Título: Desvio de verba prejudica pacientes
Autor: Karine Rodrigues
Fonte: O Estado de São Paulo, 30/04/2005, Vida&, p. A26

No ano passado, R$ 190 milhões que deveriam ser gastos em manutenção dos hospitais federais foram usados para pagar servidores Em 2004, R$ 190 milhões do Sistema Único de Saúde (SUS) que deveriam ter sido gastos em custeio e manutenção dos hospitais federais universitários do País foram destinados, indevidamente, ao pagamento de pessoal terceirizado. Embora a Constituição estabeleça o concurso como meio obrigatório para ingresso no serviço público, 11 mil médicos e enfermeiros, contratados por fundações e cooperativas, trabalham nas 45 unidades distribuídas pelo Brasil - com exceção do Hospital de Clínicas de Porto Alegre. "O pessoal da atividade de um serviço público, ou seja, médicos e enfermeiros no caso dos hospitais, tem de ser contratado via concurso público. Mas, como ficamos mais de oito anos sem lançar editais, a saída foi usar o dinheiro do SUS. É algo inconstitucional e prejudica o atendimento, pois os recursos que poderiam ser utilizados nessa área são, em parte, desviados para o pagamento de funcionários", alerta o presidente da Associação Brasileira de Hospitais Universitários e de Ensino (Abrahue), Amâncio Paulino de Carvalho. Segundo ele, as unidades são subordinadas ao MEC, que paga os servidores, e recebe verbas para custeio e manutenção do Ministério da Saúde.

Também diretor do Hospital Universitário Clementino Fraga Filho, Carvalho deve enfrentar problemas no mês que vem, quando se encerra o terceiro prazo dado pelo Tribunal de Contas da União (TCU) para que a unidade dispense cerca de 800 profissionais terceirizados. Dos R$ 34 milhões encaminhados, no ano passado, pelo SUS, R$ 10 milhões foram gastos para pagar a folha dos terceirizados."É um problema que atinge o Brasil todo, não só o nosso hospital. Não podemos dispensar o pessoal sem ter quem colocar no lugar", observa.

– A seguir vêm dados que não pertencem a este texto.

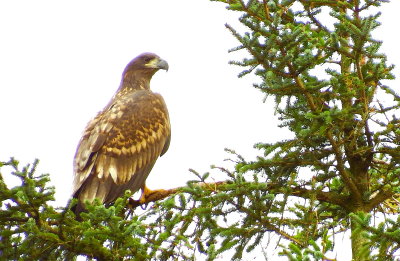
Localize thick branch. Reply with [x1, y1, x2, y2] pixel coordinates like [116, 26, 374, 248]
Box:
[129, 181, 347, 209]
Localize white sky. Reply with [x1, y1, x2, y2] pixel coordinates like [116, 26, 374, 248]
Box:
[0, 0, 400, 260]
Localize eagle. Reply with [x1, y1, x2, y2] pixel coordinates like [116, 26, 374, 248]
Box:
[72, 53, 171, 218]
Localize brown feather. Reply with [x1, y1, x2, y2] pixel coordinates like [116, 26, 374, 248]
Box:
[73, 54, 171, 213]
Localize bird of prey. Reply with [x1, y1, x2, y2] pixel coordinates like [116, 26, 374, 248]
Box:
[73, 53, 171, 215]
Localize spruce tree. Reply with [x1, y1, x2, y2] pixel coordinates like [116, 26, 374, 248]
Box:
[0, 0, 400, 260]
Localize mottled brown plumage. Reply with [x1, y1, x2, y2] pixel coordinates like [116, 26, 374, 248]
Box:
[73, 53, 171, 214]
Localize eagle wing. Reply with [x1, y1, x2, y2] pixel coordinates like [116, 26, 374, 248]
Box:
[73, 90, 171, 204]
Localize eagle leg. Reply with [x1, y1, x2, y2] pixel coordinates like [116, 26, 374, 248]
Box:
[139, 184, 166, 205]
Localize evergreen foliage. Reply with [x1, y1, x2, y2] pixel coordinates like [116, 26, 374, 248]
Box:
[0, 0, 400, 260]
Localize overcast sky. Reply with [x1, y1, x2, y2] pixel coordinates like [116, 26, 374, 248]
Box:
[0, 0, 400, 260]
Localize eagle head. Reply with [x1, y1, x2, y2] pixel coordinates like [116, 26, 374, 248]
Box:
[123, 53, 168, 77]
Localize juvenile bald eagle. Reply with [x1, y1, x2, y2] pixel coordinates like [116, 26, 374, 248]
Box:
[73, 53, 171, 215]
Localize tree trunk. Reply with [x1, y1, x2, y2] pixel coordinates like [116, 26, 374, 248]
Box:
[351, 211, 370, 261]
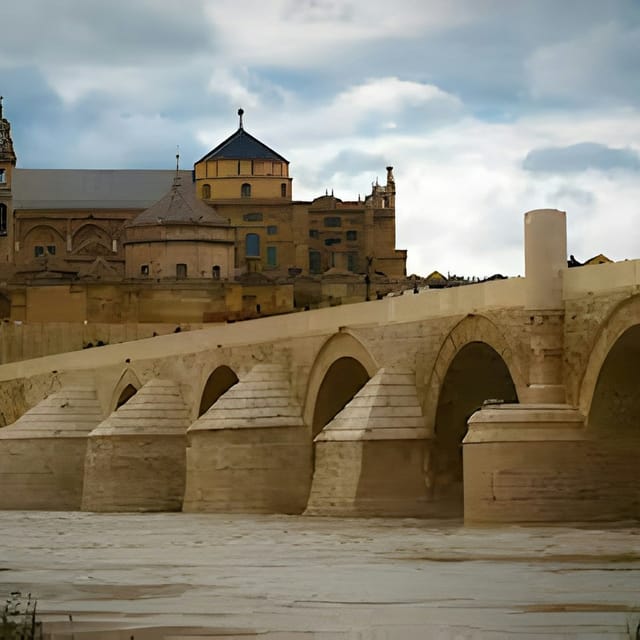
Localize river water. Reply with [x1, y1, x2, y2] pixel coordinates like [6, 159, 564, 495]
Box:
[0, 512, 640, 640]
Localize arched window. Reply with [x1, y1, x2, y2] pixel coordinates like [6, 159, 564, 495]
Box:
[245, 233, 260, 258]
[0, 203, 7, 236]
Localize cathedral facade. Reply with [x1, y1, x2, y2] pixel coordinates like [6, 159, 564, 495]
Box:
[0, 103, 406, 319]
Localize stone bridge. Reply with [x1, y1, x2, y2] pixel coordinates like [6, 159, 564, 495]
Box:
[0, 210, 640, 522]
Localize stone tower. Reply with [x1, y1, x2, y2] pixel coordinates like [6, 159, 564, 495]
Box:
[0, 96, 16, 268]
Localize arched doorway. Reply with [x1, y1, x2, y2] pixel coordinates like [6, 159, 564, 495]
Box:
[116, 384, 138, 410]
[312, 356, 369, 438]
[429, 342, 518, 516]
[588, 325, 640, 437]
[198, 365, 238, 417]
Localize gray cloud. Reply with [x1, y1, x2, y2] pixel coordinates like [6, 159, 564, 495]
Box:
[0, 0, 213, 66]
[522, 142, 640, 173]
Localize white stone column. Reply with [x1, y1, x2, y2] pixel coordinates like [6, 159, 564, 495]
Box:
[521, 209, 567, 404]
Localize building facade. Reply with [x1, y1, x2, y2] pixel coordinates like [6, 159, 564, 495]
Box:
[0, 105, 406, 324]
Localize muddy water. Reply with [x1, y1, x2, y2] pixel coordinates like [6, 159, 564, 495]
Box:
[0, 512, 640, 640]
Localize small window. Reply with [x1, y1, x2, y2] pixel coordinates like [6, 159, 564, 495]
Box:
[309, 251, 322, 273]
[245, 233, 260, 258]
[347, 251, 358, 272]
[0, 203, 7, 236]
[242, 213, 262, 222]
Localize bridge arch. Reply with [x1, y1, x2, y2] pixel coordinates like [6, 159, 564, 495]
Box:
[198, 365, 238, 418]
[303, 331, 379, 438]
[579, 295, 640, 428]
[424, 316, 524, 516]
[108, 369, 142, 414]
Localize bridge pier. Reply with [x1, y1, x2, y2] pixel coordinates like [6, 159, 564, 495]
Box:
[183, 364, 311, 514]
[305, 369, 430, 517]
[463, 209, 592, 522]
[82, 378, 189, 511]
[0, 386, 102, 511]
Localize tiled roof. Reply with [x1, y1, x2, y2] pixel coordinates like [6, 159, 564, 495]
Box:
[198, 128, 288, 162]
[130, 176, 229, 227]
[12, 169, 191, 209]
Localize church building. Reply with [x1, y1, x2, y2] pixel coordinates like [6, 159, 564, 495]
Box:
[0, 102, 406, 322]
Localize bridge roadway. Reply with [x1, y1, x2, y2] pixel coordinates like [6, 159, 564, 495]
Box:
[0, 512, 640, 640]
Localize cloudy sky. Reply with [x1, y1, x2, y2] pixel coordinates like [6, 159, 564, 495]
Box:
[0, 0, 640, 276]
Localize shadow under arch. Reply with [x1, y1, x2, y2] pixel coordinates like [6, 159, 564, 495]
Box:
[587, 323, 640, 438]
[108, 369, 142, 414]
[303, 331, 379, 438]
[578, 295, 640, 420]
[425, 316, 523, 516]
[198, 365, 238, 418]
[423, 315, 527, 430]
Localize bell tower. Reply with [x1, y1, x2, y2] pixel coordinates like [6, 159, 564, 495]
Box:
[0, 96, 16, 266]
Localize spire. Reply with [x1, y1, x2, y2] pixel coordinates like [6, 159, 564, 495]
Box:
[0, 96, 16, 167]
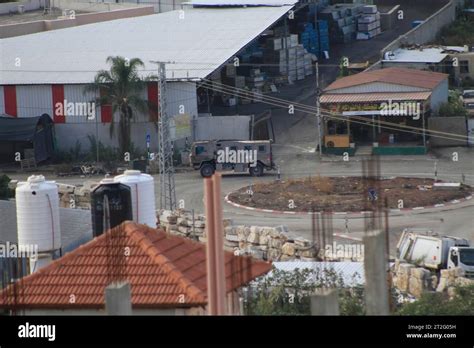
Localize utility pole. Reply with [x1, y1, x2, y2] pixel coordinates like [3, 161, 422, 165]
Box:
[204, 173, 226, 315]
[158, 62, 176, 210]
[316, 61, 323, 159]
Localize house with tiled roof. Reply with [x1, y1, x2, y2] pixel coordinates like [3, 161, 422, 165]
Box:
[0, 221, 271, 315]
[320, 67, 448, 155]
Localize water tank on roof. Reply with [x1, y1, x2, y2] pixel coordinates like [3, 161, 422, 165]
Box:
[15, 175, 61, 253]
[114, 170, 156, 228]
[91, 179, 133, 237]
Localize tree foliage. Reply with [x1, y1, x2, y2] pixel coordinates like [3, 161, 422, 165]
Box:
[245, 268, 365, 315]
[85, 56, 157, 154]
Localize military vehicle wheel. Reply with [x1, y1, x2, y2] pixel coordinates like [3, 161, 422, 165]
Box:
[201, 163, 214, 178]
[250, 163, 263, 176]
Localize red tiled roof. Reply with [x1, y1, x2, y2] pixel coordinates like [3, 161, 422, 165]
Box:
[320, 92, 431, 104]
[0, 221, 271, 309]
[324, 68, 448, 91]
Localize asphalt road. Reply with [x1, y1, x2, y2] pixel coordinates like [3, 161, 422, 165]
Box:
[4, 1, 466, 252]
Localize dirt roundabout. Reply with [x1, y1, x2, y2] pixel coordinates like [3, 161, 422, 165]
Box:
[228, 176, 472, 212]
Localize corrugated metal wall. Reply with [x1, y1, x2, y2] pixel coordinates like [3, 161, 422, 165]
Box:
[16, 85, 53, 117]
[0, 86, 5, 114]
[0, 82, 197, 150]
[64, 85, 101, 123]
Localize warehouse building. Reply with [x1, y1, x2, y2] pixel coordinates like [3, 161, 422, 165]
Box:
[320, 68, 448, 154]
[0, 0, 314, 155]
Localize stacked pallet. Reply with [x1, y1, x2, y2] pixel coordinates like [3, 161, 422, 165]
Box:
[263, 34, 313, 81]
[356, 5, 382, 40]
[318, 20, 329, 53]
[319, 4, 362, 43]
[301, 23, 319, 55]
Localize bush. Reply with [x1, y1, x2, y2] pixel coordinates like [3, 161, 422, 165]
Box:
[244, 268, 365, 315]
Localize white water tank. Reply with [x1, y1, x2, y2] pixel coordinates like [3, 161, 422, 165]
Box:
[15, 175, 61, 252]
[114, 170, 156, 228]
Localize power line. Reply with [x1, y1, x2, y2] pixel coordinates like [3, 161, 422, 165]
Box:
[194, 80, 469, 141]
[199, 79, 465, 139]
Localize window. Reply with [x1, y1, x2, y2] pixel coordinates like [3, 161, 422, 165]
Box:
[196, 146, 206, 155]
[459, 60, 469, 74]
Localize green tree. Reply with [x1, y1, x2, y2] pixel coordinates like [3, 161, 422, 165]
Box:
[245, 268, 365, 315]
[85, 56, 157, 154]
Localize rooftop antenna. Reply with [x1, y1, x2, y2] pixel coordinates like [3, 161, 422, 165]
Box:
[153, 62, 176, 210]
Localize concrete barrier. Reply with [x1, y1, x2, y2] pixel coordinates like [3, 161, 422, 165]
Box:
[377, 0, 464, 59]
[0, 0, 43, 15]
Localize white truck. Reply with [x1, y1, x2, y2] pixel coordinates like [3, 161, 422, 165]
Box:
[397, 229, 474, 278]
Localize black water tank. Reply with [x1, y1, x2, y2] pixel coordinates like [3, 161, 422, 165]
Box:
[91, 179, 133, 237]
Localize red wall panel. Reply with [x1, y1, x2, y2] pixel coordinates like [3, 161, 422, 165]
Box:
[148, 82, 158, 121]
[100, 90, 112, 123]
[51, 85, 66, 123]
[3, 86, 18, 117]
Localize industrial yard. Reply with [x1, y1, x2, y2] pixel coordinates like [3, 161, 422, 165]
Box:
[0, 0, 474, 346]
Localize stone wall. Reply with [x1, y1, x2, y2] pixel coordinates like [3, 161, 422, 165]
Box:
[58, 181, 99, 209]
[159, 210, 319, 261]
[392, 260, 474, 298]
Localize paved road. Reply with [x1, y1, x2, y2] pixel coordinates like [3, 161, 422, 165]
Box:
[4, 0, 466, 252]
[10, 145, 474, 252]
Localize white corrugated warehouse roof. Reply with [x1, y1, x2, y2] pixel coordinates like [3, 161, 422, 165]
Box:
[184, 0, 298, 6]
[383, 48, 447, 63]
[0, 6, 292, 85]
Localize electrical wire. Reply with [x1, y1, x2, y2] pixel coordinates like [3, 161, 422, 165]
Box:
[194, 79, 469, 141]
[199, 79, 465, 139]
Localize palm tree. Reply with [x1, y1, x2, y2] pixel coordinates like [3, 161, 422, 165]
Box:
[86, 56, 157, 154]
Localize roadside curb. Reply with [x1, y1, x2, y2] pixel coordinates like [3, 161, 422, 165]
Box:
[224, 192, 473, 218]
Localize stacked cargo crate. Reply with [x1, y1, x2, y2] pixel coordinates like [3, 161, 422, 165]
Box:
[263, 33, 319, 82]
[301, 23, 320, 55]
[318, 20, 329, 56]
[357, 5, 382, 40]
[319, 4, 362, 43]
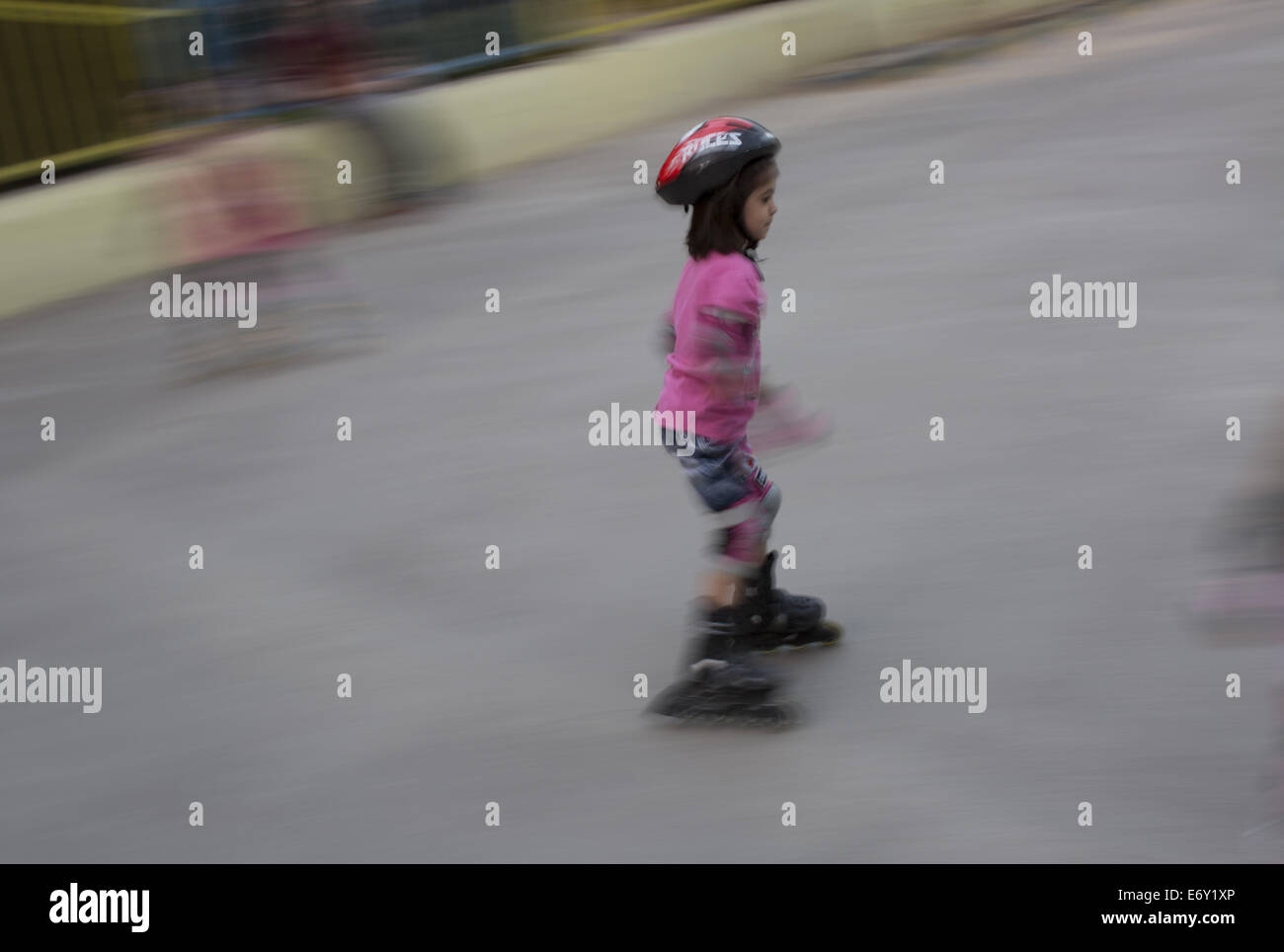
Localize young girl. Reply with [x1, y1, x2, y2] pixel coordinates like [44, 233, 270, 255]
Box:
[652, 117, 842, 722]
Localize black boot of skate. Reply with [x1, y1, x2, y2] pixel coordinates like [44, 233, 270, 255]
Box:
[647, 604, 801, 728]
[741, 550, 843, 652]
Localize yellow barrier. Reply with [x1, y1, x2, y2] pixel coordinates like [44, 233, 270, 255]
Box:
[0, 0, 1124, 317]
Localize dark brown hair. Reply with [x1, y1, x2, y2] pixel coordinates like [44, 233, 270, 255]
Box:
[687, 155, 779, 261]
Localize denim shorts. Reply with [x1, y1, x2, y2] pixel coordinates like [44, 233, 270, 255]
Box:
[663, 432, 780, 575]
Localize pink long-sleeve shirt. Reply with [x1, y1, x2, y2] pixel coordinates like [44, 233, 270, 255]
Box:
[655, 252, 766, 442]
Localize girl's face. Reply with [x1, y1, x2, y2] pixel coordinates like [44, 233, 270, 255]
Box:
[744, 173, 778, 241]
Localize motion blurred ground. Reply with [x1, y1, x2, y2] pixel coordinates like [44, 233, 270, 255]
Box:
[0, 0, 1284, 862]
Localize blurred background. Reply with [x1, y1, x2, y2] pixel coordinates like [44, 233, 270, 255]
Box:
[0, 0, 1284, 862]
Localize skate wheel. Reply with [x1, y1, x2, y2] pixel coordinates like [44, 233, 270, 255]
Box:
[754, 700, 804, 730]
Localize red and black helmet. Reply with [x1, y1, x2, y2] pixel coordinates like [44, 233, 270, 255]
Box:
[655, 116, 780, 205]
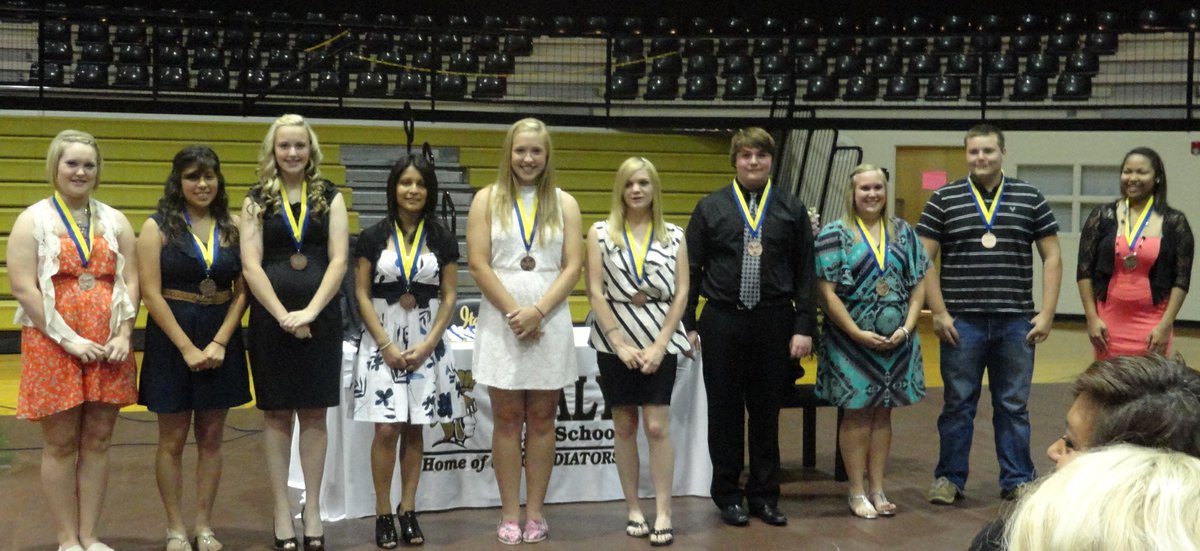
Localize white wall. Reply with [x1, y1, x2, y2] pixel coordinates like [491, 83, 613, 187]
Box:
[840, 128, 1200, 321]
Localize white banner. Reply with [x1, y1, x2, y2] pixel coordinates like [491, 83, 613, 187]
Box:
[289, 328, 712, 521]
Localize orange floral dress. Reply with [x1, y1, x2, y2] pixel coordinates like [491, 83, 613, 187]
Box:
[17, 235, 138, 420]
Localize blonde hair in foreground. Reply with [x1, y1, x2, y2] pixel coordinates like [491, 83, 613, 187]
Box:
[1006, 444, 1200, 551]
[490, 118, 563, 242]
[254, 114, 329, 217]
[608, 157, 671, 250]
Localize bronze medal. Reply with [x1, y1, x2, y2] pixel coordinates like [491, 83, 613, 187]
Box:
[979, 232, 996, 248]
[79, 271, 96, 291]
[200, 277, 217, 298]
[746, 239, 762, 257]
[289, 252, 308, 271]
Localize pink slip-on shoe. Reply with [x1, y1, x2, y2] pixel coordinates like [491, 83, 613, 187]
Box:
[521, 519, 550, 544]
[496, 521, 521, 545]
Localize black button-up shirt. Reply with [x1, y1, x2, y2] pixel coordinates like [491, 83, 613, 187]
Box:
[683, 184, 816, 336]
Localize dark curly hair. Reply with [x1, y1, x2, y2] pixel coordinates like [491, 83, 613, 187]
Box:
[157, 145, 238, 244]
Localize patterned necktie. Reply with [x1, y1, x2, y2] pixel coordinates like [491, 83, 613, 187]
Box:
[738, 193, 767, 309]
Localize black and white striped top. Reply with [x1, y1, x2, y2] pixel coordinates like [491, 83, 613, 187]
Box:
[917, 176, 1058, 316]
[588, 220, 691, 354]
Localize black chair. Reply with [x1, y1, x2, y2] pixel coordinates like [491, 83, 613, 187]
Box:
[1025, 54, 1058, 77]
[470, 35, 500, 55]
[858, 36, 895, 55]
[721, 74, 758, 101]
[354, 71, 388, 97]
[650, 55, 683, 77]
[907, 54, 942, 77]
[832, 54, 866, 77]
[871, 54, 901, 77]
[1084, 32, 1117, 55]
[841, 74, 880, 101]
[314, 68, 348, 96]
[238, 67, 271, 91]
[925, 74, 962, 101]
[71, 64, 108, 88]
[472, 77, 508, 100]
[946, 54, 979, 77]
[392, 71, 430, 100]
[504, 35, 533, 55]
[113, 65, 150, 89]
[1008, 35, 1042, 55]
[433, 73, 467, 100]
[721, 54, 754, 78]
[79, 42, 113, 64]
[758, 54, 794, 76]
[967, 74, 1004, 101]
[608, 73, 638, 100]
[796, 54, 829, 77]
[883, 74, 920, 101]
[1052, 73, 1092, 101]
[762, 74, 796, 100]
[157, 66, 190, 90]
[683, 73, 716, 100]
[1066, 52, 1100, 74]
[192, 46, 224, 69]
[196, 67, 229, 92]
[642, 73, 679, 100]
[804, 74, 838, 101]
[29, 61, 64, 86]
[1008, 74, 1046, 101]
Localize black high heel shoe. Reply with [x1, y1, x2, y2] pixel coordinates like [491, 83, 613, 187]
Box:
[400, 511, 425, 545]
[376, 513, 396, 549]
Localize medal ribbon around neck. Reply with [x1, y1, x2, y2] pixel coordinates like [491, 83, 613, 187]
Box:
[1124, 197, 1154, 252]
[854, 216, 888, 274]
[184, 211, 221, 277]
[733, 180, 770, 239]
[280, 180, 308, 252]
[391, 218, 425, 286]
[625, 223, 654, 285]
[54, 191, 96, 268]
[512, 196, 538, 256]
[967, 173, 1004, 233]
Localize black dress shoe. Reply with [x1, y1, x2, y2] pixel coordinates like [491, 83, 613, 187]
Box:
[750, 503, 787, 526]
[721, 503, 750, 526]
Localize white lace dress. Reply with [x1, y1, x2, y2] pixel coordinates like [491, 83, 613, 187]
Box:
[472, 187, 577, 390]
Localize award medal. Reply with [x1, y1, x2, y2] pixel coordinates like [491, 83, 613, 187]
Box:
[54, 191, 96, 291]
[733, 180, 770, 257]
[967, 173, 1004, 248]
[854, 216, 892, 297]
[391, 218, 425, 310]
[184, 210, 221, 298]
[624, 223, 654, 306]
[512, 196, 538, 271]
[1118, 197, 1154, 270]
[280, 180, 308, 271]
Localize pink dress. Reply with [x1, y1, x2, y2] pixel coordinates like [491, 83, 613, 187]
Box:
[1096, 235, 1175, 360]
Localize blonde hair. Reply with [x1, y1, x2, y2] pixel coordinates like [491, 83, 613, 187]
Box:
[490, 118, 563, 242]
[251, 114, 329, 218]
[608, 157, 671, 248]
[46, 130, 102, 191]
[1006, 444, 1200, 551]
[841, 162, 896, 241]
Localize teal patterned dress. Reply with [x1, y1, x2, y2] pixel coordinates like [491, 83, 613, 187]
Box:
[816, 218, 929, 409]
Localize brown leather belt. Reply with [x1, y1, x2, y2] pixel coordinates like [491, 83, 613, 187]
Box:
[162, 289, 233, 305]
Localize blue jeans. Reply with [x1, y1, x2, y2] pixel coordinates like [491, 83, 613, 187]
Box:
[934, 316, 1037, 490]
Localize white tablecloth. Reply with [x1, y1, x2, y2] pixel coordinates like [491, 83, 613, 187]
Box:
[289, 328, 712, 521]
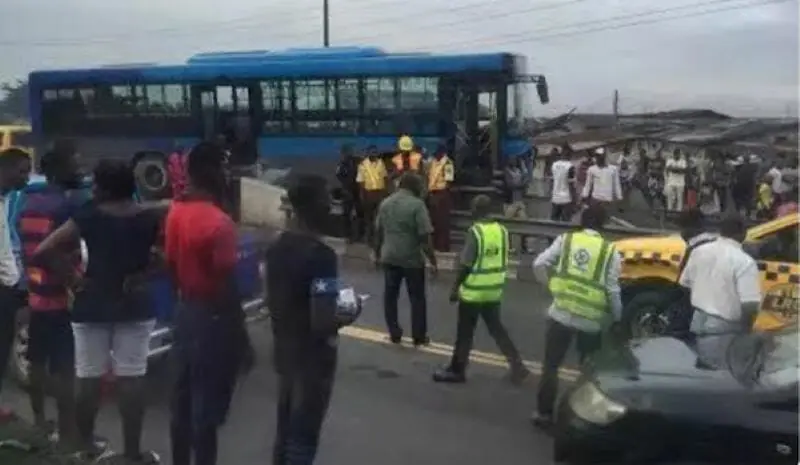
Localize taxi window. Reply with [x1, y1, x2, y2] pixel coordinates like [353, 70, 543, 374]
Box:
[9, 130, 33, 147]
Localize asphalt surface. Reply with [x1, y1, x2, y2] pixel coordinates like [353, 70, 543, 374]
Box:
[3, 262, 574, 465]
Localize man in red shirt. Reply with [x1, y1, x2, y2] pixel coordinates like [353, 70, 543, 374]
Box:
[165, 143, 252, 465]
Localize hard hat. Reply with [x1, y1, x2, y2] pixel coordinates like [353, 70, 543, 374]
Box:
[397, 136, 414, 152]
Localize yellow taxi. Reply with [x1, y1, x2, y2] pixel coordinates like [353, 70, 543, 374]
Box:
[0, 124, 33, 155]
[615, 213, 800, 336]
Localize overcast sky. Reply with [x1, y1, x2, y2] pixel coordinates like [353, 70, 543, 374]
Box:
[0, 0, 800, 116]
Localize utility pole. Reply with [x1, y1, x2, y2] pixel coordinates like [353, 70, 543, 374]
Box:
[322, 0, 331, 48]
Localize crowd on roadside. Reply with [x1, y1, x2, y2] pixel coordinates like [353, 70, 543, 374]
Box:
[544, 140, 798, 220]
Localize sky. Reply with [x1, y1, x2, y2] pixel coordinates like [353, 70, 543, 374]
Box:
[0, 0, 800, 116]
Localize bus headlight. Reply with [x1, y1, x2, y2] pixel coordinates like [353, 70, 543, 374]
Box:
[569, 383, 627, 425]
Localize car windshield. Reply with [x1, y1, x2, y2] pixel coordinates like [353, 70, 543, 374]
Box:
[728, 327, 800, 389]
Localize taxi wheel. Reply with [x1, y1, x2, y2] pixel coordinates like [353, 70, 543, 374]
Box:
[625, 290, 671, 338]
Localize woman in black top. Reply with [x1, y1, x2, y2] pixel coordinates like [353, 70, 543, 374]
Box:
[36, 161, 161, 463]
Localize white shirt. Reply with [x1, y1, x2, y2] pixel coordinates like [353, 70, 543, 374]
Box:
[532, 229, 622, 333]
[0, 196, 20, 287]
[550, 160, 577, 205]
[767, 166, 783, 194]
[680, 237, 761, 321]
[581, 165, 622, 202]
[664, 158, 688, 186]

A falta de concurso público, ressalta Carvalho, colabora significativamente para o crescimento da dívida dos hospitais universitários com os fornecedores, que aumentou mais de 15% entre 2003 e o ano passado: subiu de R$ 320 milhões para R$ 370 milhões.

Atualmente, para quitar o débito, as unidades precisam passar seis meses sem gastar um centavo. "Os hospitais receberam, no ano passado, R$ 650 milhões do SUS. E a dívida é de R$ 380 milhões, ou seja, corresponde a mais de seis meses de fornecimento", salienta.

Secretário de Ensino Superior do Ministério da Educação, Nelson Maculan admite o problema, destaca que ele é crônico e diz que o governo federal está empenhado em resolvê-lo. "Nos próximos dias, vamos ter uma reunião com o pessoal do TCU. Estamos em negociação. Há um trabalho interessante sendo feito. E é bom lembrar que isso ocorreu há 14 anos, desde a época em que fui reitor da UFRJ", afirma, acrescentando já ter conseguido uma aprovação verbal para a realização de mais um concurso público, que deve sair ainda no primeiro semestre.

Porém, ainda que o novo edital seja publicado no prazo previsto, o atendimento aos pacientes dos hospitais federais universitários permanecerá prejudicado, já que o próximo concurso, se aprovado, será para o preenchimento de mais de 2 mil vagas, apenas 20% do total necessário para atender à demanda. "Não podemos fazer um concurso para 11 mil pessoas de uma vez só. O nosso pedido foi para 11 mil, mas há um controle muito forte, o governo tem suas prioridades. Vamos responder a todos paulatinamente", argumenta.

O Ministério da Saúde informou que no ano passado criou uma política de reestruturação dos hospitais de ensino, possibilitando um aumento de 66% no total de recursos repassados para as unidades. Com isso, espera que as dívidas com os fornecedores possam ser reduzidas. Apesar das dificuldades, Carvalho anunciou ontem a abertura de mais 24 leitos de internação para a área de clínica médica e aids no Hospital Clementino Fraga Filho.